Mitt Romney, in den eigenen Reihen als wenig prinzipienfest beäugt, bedient mit Ryan die Sehnsüchte der Tea-Party-Extremisten in der republikanischen Partei. Sie verlangen seit Monaten nach einem „harten Hund“, der kompromisslos für ihr Kern-Thema streitet - weniger Staat und weniger Schulden - und es in praktische Politik umsetzt. Ryan ist das Kontrastprogramm zum hölzernen Romney. Die Entscheidung wird die Stammklientel der „Grand Old Party“ stark mobilisieren. Eine „Nummer sicher“-Personalie (etwa der frühere Gouverneur von Minnesota, Tim Pawlenty, oder Senator Rob Portman aus Ohio) hätte das nicht leisten können.
Wo liegen die Risiken?
Die wichtigste Aufgabe des „VP wäre es, im Krisen- oder Todesfall von heute auf morgen Präsident zu werden. Ryan ist sehr jung und hat keinerlei weltpolitische oder administrative Erfahrung. Obamas Vize Joe Biden ist ein seit Jahrzehnten versierter Außenpolitiker. Ryan ist zudem ein Gewächs jenes Machtgeflechts in Washington, das in der Bevölkerung wegen der allgegenwärtigen Blockade zwischen Demokraten und Republikanern nur noch Verachtung erntet. Mitt Romney versuchte sich mit Verweis auf seine frühere Manager-Tätigkeit bisher exakt davon abzugrenzen.
Wird Ryan Wähler verprellen?
Unabhängige, liberale und vor allem ältere und sozial schwache Wähler sowie Angehörige der Minderheiten von Afro-Amerikanern bis Latinos dürfte die Personalie abschrecken.

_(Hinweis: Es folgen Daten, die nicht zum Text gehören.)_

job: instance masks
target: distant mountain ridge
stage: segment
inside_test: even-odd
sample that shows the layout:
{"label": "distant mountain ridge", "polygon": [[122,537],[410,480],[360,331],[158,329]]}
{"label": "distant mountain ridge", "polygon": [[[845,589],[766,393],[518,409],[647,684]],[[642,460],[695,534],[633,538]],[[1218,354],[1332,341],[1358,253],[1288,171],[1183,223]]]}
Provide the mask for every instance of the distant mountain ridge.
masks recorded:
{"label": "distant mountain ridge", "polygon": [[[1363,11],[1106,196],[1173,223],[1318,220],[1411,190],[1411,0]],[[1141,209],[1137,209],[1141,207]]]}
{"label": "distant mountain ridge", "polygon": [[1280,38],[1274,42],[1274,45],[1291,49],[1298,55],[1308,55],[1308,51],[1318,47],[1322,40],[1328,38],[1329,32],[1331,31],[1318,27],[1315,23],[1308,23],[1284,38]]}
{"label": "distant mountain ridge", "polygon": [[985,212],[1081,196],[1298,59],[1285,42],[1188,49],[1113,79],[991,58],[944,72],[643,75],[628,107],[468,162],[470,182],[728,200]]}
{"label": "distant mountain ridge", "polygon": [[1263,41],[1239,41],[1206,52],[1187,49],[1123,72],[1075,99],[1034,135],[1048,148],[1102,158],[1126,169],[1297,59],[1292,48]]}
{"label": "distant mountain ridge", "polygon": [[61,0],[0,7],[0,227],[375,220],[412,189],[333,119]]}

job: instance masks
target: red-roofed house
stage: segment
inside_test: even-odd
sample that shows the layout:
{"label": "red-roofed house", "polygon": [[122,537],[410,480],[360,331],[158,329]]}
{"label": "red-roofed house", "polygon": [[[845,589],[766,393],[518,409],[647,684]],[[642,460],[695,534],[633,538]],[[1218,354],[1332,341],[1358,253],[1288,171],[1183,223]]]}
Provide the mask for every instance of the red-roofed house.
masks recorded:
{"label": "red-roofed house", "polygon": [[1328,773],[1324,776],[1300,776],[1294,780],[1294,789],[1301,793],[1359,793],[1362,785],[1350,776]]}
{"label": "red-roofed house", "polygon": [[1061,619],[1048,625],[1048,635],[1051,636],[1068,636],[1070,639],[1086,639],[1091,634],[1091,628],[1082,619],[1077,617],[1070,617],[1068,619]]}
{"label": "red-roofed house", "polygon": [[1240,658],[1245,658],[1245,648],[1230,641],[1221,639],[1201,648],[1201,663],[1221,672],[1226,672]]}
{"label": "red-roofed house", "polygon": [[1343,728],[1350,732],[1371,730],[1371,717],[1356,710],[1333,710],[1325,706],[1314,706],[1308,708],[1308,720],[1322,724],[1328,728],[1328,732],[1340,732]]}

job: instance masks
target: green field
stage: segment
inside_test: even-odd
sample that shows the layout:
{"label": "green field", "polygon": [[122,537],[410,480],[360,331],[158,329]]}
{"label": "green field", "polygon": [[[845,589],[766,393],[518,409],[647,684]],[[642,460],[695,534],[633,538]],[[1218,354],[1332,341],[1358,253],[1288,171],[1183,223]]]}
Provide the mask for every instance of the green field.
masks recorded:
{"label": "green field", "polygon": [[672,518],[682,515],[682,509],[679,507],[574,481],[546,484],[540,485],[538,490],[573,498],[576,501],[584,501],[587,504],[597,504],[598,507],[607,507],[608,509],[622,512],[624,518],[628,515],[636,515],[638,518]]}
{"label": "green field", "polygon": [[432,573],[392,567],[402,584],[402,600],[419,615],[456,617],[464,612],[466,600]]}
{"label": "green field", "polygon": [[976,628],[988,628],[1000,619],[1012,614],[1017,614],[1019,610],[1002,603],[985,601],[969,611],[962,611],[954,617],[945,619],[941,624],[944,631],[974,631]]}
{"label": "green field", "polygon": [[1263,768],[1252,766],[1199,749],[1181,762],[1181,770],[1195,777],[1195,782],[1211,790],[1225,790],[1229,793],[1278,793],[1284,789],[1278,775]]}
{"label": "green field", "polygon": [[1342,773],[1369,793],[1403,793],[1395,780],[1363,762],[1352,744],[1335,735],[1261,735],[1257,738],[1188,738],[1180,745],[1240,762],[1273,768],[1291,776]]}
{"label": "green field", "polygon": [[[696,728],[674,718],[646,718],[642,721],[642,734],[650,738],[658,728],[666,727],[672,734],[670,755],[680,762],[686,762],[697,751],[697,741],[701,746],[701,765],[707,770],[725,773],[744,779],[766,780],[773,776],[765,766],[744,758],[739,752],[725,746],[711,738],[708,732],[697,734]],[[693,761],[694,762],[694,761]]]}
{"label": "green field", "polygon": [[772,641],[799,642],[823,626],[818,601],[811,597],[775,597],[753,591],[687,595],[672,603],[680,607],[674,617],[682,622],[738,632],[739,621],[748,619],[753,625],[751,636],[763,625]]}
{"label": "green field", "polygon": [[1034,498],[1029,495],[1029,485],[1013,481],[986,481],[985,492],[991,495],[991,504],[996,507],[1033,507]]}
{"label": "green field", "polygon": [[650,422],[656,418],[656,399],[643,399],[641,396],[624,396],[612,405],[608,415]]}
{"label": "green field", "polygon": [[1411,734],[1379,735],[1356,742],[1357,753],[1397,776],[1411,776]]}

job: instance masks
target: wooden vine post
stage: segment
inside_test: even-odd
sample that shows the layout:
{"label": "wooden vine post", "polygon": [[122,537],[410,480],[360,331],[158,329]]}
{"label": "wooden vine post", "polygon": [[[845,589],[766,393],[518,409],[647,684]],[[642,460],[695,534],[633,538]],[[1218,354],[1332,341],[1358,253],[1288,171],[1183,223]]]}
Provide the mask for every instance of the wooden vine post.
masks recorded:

Sie haben von Ryans rabiatem Spar-Konzept, das nach Analyse parteiübergreifender Denkfabriken zu über 60 % das untere Drittel der Gesellschaft träfe, kaum Gutes zu erwarten. Das kann in umkämpften „Schlachtfeld-Staaten“ wie Ohio, Virginia, Pennsylvania und Florida Stimmen kosten.
Wer – außer den Demokraten – kritisiert Ryan?
Kritiker von Ryans Sozial- und Gesundheitspolitik, die Präsident Obama als „kaum verschleierten Sozial-Darwinismus“ bezeichnet hat und die laut Umfragen bisher 60 % der Amerikaner ablehnen, können sich auf die US-Bischofskonferenz berufen. Die katholischen Würdenträger hatten zuletzt lautstark vor Ryans Sparkonzept gewarnt und gefordert, dass um Sozialschwache und Ältere ein „Schutzring“ gezogen werden müsse. Newt Gingrich, bis zum Frühjahr selbst Kandidat für das republikanische Präsidentschaftsticket gewesen, unterstellte Ryan sogar „rechtsextremen sozialen Strukturveränderungswillen“. 90 Professoren und Priester der berühmten Georgetown-Universität in Washington warfen Ryan in einem offenen Brief vor, die katholische Lehre für eine inhumane Sparpolitik zu missbrauchen.